Desde entonces Marilú Amed distribuyó la historia de que yo le había sonsacado a su muchacha, la había obligado a un aborto y la tenía de esclava cuidando a mis hijos. Le duró el berrinche para siempre.
Unos días después salí a caminar con Checo después de comer. Lo llevé hasta la punta del cerro de Guadalupe a ver salir el primer lucero.
– Oye, mamá -me dijo entonces, ¿tú crees eso de que el hijo de Lucina es una estrella que está en el cielo?
– ¿Por qué me lo preguntas?
– Porque Verania sí lo cree y yo sé muy bien que eso no es cierto, que el hijo de Lucina está en el hoyo.
– ¿En el hoyo?
– Si, en el hoyo. Como ese Celestino que ayer dijo mi papá que le buscaran un hoyo.
– ¿A quién le dijo?
– A unos señores que lo vinieron a ver de Matamoros.

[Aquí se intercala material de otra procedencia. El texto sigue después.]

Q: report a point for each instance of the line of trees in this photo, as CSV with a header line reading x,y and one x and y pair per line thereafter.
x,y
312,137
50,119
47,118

– No oíste bien. ¿Cómo va a decir eso tu papá?
– Si, lo dijo mamá. Siempre dice así. A ése búsquenle un hoyo. Y eso quiere decir que lo tienen que matar.
– Ay, hijo, qué cosas te imaginas -le dije. ¿Crees que matar es juego?
– No. Matar es trabajo, dice mi papá.
Un ruido me subió desde el estómago, y el arroz, la carne, las tortillas, el queso, las crepas de cajeta, todo me fue saliendo de regreso mientras el Checo me veía sin saber qué hacer, preguntando a intervalos: «¿Ya mamá?» Por fin salió una cosa amarilla y amarga y luego no quedó más.
– ¿Jugamos carreras de regreso? -le dije. Y empecé a correr bajando el cerro como si me quisiera desbarrancar.
– Tú estás loca, mami. Tiene razón mi papá.
– Eres una cabra loca -gritaba el niño atrás de mí.
Llegamos exhaustos a la casa. Verania estaba en la puerta cogida de la mano de Lucina. Era una niña preciosa. Con los ojos enormes y los labios delgados, pálida como yo, ingenua como mis hermanas.
– ¿Por qué se tardaron tanto? -preguntó.
– Porque mi mamá está enferma -dijo Checo.
– ¿De qué? -preguntó Lucina.
– De la panza. Vomitó toda la comida -dijo el niño que tenía cinco años. Cinco enloquecidos años.
No podían vivir en las nubes nuestros hijos. Estaban demasiado cerca. Cuando decidí quedarme decidí también por ellos y ni modo de guardarlos en una bola de cristal.